Keadaan yang melingkupi penanganan perkara yang diduga merugikan keuangan negara sebanyak IDR 1,8 miliar tersebut, mendapat tanggapan dari seorang akademisi sekaligus praktisi hukum di Palu, Dr. Johnny Salam, S.H., M.H.
Kepada Berita Global Indonesia, Jumat (26/7/2024), melalui sambungan telepon, Johnny amat menyayangkan sikap penyidik Direktorat Kriminal Khusus, Kepolisian Daerah Sulawesi Tengah yang terkesan melakukan diskriminasi dalam proses penegakan hukum, di mana dalam perkara yang sama, sikap penyidik diduga menerapkan “standar ganda”, karena ada dua tersangka lainnya dalam perkara ini, setelah menyandang status tersangka, tidak berselang beberapa lama langsung dilakukan penahanan di Rumah Tahanan Negara (Rutan).

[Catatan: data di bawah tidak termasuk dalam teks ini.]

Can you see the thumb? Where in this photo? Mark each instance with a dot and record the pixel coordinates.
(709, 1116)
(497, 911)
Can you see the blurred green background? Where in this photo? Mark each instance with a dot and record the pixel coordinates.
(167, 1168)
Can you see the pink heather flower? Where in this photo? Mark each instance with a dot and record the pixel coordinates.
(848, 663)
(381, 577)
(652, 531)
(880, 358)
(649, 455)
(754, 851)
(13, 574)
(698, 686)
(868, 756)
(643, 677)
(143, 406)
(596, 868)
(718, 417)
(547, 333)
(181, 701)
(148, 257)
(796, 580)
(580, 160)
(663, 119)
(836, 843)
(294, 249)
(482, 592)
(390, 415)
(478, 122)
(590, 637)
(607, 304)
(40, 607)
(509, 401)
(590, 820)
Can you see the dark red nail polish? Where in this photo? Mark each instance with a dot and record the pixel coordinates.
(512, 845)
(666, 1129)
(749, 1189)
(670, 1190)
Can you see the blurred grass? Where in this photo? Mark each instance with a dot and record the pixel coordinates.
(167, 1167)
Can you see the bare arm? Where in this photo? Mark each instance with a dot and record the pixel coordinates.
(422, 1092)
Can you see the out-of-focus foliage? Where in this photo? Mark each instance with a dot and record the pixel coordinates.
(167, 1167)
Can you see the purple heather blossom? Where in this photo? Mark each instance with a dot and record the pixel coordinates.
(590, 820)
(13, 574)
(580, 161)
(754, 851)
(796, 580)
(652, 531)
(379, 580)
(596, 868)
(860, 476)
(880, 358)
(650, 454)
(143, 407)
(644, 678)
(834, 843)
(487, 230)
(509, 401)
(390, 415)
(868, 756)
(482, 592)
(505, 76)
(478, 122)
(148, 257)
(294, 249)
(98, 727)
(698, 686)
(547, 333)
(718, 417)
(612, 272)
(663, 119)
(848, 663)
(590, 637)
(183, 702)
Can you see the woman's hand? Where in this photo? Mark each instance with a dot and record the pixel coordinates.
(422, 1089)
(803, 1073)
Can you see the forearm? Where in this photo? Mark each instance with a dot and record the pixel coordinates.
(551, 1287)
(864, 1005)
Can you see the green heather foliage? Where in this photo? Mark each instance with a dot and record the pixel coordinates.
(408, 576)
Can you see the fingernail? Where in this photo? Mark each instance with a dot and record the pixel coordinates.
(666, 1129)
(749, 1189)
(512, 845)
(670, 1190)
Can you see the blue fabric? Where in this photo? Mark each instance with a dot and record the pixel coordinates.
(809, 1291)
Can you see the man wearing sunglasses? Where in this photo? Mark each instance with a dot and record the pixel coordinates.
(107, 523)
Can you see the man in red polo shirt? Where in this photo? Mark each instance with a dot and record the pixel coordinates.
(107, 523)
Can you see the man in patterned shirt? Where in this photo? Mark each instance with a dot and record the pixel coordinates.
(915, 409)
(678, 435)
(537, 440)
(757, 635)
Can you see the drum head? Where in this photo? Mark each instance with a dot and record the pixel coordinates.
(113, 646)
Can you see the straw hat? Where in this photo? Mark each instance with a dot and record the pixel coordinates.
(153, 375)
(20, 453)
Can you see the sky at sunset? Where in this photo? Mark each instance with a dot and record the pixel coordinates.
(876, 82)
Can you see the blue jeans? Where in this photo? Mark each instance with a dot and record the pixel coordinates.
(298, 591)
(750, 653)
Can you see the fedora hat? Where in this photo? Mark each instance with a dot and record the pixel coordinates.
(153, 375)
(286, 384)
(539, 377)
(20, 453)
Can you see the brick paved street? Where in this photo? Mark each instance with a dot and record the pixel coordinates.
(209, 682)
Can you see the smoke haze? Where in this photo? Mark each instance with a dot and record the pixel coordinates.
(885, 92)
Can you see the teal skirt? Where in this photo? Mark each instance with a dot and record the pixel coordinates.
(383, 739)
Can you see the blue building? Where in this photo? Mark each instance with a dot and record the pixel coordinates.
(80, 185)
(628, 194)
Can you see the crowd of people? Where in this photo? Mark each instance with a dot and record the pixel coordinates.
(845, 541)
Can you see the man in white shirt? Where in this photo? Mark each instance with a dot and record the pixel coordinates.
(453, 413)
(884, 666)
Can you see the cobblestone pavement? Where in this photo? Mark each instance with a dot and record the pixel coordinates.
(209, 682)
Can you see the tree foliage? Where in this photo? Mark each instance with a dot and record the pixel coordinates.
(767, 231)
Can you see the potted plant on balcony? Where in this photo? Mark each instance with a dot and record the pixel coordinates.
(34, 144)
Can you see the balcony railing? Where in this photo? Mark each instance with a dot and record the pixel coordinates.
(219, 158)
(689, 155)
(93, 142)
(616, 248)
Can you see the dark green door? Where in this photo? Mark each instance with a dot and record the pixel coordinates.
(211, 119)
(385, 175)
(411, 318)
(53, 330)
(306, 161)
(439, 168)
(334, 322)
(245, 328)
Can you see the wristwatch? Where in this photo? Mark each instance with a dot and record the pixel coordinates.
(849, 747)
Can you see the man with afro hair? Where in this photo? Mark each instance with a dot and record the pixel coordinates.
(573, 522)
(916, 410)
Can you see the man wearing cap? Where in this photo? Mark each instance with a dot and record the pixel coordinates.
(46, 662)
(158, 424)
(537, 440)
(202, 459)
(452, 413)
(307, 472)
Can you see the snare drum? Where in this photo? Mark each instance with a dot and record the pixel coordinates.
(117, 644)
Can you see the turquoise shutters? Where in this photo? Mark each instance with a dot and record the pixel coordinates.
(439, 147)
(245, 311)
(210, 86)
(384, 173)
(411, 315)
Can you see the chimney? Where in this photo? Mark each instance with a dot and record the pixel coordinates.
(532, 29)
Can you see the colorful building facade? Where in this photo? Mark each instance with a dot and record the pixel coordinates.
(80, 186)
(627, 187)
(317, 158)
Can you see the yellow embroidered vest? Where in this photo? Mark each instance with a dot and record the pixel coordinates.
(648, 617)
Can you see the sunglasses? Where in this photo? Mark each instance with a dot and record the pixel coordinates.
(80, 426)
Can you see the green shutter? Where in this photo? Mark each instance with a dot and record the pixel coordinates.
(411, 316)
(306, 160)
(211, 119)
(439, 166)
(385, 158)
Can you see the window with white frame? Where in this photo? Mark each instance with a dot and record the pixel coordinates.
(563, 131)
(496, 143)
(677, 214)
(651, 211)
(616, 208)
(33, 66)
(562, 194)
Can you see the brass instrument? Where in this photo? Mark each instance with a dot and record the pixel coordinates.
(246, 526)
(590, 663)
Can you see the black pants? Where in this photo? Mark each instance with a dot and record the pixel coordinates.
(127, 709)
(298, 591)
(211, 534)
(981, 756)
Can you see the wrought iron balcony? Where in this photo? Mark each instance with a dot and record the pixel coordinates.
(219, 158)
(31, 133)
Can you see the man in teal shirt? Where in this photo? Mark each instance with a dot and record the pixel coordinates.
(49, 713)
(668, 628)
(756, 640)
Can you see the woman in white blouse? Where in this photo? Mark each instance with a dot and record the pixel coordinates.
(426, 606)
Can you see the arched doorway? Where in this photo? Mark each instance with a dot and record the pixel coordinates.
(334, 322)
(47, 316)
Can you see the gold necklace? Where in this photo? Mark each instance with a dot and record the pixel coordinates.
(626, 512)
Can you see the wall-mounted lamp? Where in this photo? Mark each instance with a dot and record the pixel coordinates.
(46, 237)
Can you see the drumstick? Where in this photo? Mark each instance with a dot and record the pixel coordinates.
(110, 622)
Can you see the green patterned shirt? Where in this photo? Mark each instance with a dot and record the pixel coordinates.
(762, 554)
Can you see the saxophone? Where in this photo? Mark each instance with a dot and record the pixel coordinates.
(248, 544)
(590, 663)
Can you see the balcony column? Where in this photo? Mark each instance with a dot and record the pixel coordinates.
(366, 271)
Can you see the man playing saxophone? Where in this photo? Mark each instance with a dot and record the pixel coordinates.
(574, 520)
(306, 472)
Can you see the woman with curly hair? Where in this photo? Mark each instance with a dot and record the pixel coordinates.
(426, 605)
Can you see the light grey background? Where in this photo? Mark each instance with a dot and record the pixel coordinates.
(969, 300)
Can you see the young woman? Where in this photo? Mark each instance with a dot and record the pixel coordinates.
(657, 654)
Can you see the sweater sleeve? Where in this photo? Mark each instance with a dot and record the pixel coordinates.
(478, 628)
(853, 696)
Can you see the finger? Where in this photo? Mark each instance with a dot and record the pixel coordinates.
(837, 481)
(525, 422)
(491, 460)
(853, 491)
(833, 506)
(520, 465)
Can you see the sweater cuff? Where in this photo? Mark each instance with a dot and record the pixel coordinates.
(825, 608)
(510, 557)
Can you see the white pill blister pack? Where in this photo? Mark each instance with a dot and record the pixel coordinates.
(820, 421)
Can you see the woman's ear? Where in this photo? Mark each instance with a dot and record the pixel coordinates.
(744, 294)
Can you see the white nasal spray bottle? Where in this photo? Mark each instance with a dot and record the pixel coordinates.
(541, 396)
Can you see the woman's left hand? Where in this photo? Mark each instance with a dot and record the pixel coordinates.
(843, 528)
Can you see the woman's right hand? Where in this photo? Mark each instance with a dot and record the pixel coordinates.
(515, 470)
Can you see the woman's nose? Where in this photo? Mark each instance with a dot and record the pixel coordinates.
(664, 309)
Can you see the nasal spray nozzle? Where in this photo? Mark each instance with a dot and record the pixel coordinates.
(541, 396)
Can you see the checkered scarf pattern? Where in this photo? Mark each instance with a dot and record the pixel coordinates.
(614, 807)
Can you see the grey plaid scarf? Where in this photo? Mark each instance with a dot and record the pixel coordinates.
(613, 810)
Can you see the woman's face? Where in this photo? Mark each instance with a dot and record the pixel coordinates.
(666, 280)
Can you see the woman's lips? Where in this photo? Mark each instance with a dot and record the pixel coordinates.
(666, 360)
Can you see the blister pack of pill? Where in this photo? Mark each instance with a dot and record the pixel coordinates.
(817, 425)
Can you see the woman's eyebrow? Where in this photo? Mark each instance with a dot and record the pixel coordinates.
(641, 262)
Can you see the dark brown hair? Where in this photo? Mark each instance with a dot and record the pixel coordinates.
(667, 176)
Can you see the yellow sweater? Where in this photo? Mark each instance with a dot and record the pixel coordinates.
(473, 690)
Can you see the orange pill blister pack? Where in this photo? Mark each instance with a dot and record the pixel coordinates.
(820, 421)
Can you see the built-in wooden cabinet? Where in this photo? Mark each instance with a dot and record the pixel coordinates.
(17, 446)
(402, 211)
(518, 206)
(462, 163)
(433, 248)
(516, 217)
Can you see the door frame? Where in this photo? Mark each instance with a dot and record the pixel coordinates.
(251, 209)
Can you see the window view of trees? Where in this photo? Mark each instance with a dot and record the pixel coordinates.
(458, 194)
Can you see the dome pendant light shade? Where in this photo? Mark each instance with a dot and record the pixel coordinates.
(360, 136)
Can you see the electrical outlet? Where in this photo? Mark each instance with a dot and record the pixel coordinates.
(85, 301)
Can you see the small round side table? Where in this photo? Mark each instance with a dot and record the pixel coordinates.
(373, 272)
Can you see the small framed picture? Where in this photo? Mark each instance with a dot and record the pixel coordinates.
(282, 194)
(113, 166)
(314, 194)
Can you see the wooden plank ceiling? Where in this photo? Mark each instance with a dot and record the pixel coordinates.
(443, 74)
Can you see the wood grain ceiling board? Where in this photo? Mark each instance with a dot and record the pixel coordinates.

Sementara DB. Lubis, meski sudah lebih dari lima bulan menyandang status tersangka berdasarkan Surat Nomor. B/81/I/RES.3.3./2024/Ditreskrimsus, namun perlakuan penyidik atas dirinya terbilang sungguh sangat Istimewa, karena yang bersangkutan masih bisa leluasa ke sana kemari, seperti orang yang tidak menyandang status tersangka.
“Sayang sekali, sikap penyidik seperti itu, tentu dengan begitu dapat mencederai rasa keadilan masyarakat, sebab dalam perkara-perkara korupsi yang tergolong sebagai extra ordinary crime, setelah pelakunya menyandang status tersangka, maka sudah dapat dipastikan, penyidik akan segera melakukan penahanan, tetapi koq bisa, ada orang yang berstatus tersangka masih saja bebas berkeliaran,” ujar Johnny.
Sebagai warga negara yang amat mencintai kerja-kerja kepolisian, Johnny Salam yang pernah menjabat Dekan Fakultas Hukum Universitas Tadulako, mengingatkan petinggi kepolisian daerah ini, khususnya Kepala Kepolisian Daerah Sulawesi Tengah, agar mengingatkan oknum bawahan yang menangani perkara itu untuk tidak mengambil langkah-langkah penegakan hukum yang dapat mengundang dan memancing kecurigaan masyarakat terhadap institusi kepolisian daearah ini.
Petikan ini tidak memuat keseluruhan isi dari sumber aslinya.